Assim como a Amazônia, o Nordeste brasileiro também está queimando. É verdade que a quantidade de incêndios é bem menor no que o que ocorre na maior floresta do mundo, porém a área é menor, o que acaba por transformá-los em representativos.

A mobilização nacional e internacional que movimentou autoridades mundiais em relação à ocorrência recente de incêndios na Amazônia brasileira arrefeceu bastante nas últimas semanas. No entanto, a floresta continua queimando! Com efeito, entre os dias 5 e 12 de setembro, foram detectados mais de 27 mil focos de incêndios na região, os quais se acham concentrados nos estados do Pará e Rondônia (GFW, 13 de setembro de 2019).

Assim como a Amazônia, o Nordeste brasileiro também está queimando. É verdade que a quantidade de incêndios é bem menor no que o que ocorre na maior floresta do mundo, porém a área é menor, o que acaba por transformá-los em representativos. A informação vem do Instituto Nacional de Pesquisas Espaciais (Inpe), e da organização americana Global Forest Watch (GFW), que mantém uma plataforma online fornecendo dados e instrumentos para o monitoramento de florestas no mundo inteiro em tempo real. A plataforma pode ser consultada por qualquer pessoa, livre de quaisquer impedimentos, e acha-se disponível em www.globalforestwach.org.

Maranhão e Piauí

O mapa dos incêndios no Nordeste brasileiro publicado pela GFW para o período compreendido entre 5 e 12 de setembro de 2019 pode deixar cientistas, pesquisadores, gestores e ambientalistas bastante apreensivos. Ele indicou a existência de um total superior a 18 mil focos de incêndios na região, os quais se achavam concentrados nos estados do Maranhão, Piauí, Bahia e Ceará.

O Maranhão isoladamente apresentou quase 9 mil focos, enquanto o Piauí contou com mais de 6 mil. O Piauí, aliás, na última década, ocupa o segundo lugar no ranking de queimadas no Brasil, atrás apenas do Pará (Climatempo, 2018).

O site Global Forest Watch disponibiliza mapas atualizados dos pontos de incêndio no Brasil. Imagem | Global Forest Watch

Variação por bioma

Os incêndios são maiores no Maranhão e Piauí em relação aos demais estados do Nordeste provavelmente pelo fato de que a fronteira agrícola está avançando sobre eles, ocorrendo intensa atuação do agrobusiness.
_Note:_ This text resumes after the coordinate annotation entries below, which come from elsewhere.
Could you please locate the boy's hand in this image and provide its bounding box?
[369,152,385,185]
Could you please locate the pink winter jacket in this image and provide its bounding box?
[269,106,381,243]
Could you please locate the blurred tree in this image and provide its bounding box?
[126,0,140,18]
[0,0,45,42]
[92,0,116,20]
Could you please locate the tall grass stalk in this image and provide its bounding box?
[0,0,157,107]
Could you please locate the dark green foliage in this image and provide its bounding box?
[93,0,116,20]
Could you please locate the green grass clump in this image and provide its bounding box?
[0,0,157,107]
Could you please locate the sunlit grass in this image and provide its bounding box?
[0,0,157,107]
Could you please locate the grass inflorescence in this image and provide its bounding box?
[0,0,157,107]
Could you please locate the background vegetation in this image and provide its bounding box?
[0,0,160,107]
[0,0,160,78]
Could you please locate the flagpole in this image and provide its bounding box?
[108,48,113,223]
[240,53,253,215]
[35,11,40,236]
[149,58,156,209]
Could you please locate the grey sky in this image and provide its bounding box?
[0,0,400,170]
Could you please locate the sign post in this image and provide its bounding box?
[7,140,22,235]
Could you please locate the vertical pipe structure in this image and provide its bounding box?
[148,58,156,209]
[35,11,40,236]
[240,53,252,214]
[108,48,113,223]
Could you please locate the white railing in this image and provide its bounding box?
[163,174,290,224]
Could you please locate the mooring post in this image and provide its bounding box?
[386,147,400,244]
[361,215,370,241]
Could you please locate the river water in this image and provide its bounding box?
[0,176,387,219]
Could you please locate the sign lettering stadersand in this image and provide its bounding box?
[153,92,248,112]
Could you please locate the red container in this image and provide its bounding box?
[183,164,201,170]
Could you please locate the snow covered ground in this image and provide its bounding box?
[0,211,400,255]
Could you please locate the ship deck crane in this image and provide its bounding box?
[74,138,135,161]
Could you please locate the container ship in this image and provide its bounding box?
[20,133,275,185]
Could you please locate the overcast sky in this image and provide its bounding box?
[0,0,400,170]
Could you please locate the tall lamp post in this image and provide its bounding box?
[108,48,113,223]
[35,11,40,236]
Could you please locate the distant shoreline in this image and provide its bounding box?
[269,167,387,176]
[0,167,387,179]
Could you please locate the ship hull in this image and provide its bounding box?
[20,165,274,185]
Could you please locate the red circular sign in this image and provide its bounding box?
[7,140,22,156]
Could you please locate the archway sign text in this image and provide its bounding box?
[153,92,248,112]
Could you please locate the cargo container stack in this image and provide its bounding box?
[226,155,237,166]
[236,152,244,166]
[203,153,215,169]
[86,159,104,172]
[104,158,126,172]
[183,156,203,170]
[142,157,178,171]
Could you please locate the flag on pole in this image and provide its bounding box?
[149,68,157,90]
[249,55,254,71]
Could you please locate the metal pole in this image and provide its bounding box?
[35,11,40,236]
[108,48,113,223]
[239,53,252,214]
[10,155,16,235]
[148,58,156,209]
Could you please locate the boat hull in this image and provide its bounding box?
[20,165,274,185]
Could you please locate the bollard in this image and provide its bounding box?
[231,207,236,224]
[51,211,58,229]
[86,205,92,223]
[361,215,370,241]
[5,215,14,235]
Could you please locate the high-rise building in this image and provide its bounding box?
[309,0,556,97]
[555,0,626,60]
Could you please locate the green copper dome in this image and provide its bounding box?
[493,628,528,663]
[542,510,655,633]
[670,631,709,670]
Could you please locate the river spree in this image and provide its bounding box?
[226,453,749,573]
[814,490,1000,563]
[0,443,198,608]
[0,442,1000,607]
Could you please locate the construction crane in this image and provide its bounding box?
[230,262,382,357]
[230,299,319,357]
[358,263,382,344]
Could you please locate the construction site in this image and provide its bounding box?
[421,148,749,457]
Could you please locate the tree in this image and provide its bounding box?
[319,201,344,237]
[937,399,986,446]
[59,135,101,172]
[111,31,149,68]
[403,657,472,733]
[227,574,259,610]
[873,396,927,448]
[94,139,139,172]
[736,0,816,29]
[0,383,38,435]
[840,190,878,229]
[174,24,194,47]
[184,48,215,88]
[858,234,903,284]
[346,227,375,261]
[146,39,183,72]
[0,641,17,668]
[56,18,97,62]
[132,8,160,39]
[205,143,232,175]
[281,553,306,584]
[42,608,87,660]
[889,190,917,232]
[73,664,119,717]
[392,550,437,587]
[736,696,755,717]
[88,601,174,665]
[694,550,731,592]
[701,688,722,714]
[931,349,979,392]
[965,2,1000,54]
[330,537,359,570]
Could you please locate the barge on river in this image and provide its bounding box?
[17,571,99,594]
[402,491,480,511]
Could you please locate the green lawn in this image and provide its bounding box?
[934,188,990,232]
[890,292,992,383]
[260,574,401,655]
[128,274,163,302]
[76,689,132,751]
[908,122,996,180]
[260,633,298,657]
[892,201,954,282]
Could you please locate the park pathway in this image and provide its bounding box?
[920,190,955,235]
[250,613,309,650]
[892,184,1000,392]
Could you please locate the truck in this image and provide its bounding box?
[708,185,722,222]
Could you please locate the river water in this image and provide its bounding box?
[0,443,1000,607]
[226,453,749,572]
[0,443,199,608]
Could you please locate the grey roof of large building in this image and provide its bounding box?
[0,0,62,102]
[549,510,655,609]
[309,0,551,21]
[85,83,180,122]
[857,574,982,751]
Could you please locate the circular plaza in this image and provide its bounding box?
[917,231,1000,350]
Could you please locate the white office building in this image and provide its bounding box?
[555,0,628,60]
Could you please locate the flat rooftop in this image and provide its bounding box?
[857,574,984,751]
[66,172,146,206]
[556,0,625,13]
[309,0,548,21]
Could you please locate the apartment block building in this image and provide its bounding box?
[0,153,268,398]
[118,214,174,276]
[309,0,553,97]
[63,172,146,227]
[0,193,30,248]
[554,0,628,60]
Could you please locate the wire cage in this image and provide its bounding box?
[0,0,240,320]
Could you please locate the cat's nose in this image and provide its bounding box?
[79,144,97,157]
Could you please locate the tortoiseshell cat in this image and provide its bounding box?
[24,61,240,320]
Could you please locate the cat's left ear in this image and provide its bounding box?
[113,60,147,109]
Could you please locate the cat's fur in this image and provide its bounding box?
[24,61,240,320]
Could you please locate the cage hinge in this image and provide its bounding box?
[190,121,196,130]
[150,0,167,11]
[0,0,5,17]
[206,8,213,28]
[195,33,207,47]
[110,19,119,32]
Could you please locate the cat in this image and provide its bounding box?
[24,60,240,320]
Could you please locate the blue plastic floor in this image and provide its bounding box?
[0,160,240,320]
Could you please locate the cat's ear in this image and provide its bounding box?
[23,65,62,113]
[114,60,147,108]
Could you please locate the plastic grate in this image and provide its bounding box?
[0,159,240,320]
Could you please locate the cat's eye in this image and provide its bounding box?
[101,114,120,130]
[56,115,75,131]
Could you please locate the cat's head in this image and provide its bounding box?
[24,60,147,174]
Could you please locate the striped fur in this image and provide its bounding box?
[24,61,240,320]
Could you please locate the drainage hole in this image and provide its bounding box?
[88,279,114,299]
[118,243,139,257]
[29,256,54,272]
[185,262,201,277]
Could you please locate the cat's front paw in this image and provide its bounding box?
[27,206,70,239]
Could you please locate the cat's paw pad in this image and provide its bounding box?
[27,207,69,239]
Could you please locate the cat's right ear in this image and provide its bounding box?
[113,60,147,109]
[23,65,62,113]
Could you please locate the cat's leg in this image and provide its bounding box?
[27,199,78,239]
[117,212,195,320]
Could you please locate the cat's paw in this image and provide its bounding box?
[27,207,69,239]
Além disso, esses territórios apresentam grande área ocupada por cerrados. Os incêndios são parte integrante da evolução dos cerrados, e ocorrem com muito maior intensidade nesse bioma do que na Caatinga – e ao contrário da Amazônia, que não conta com combustão espontânea ou provocada por fatores naturais para a ocorrência de incêndios.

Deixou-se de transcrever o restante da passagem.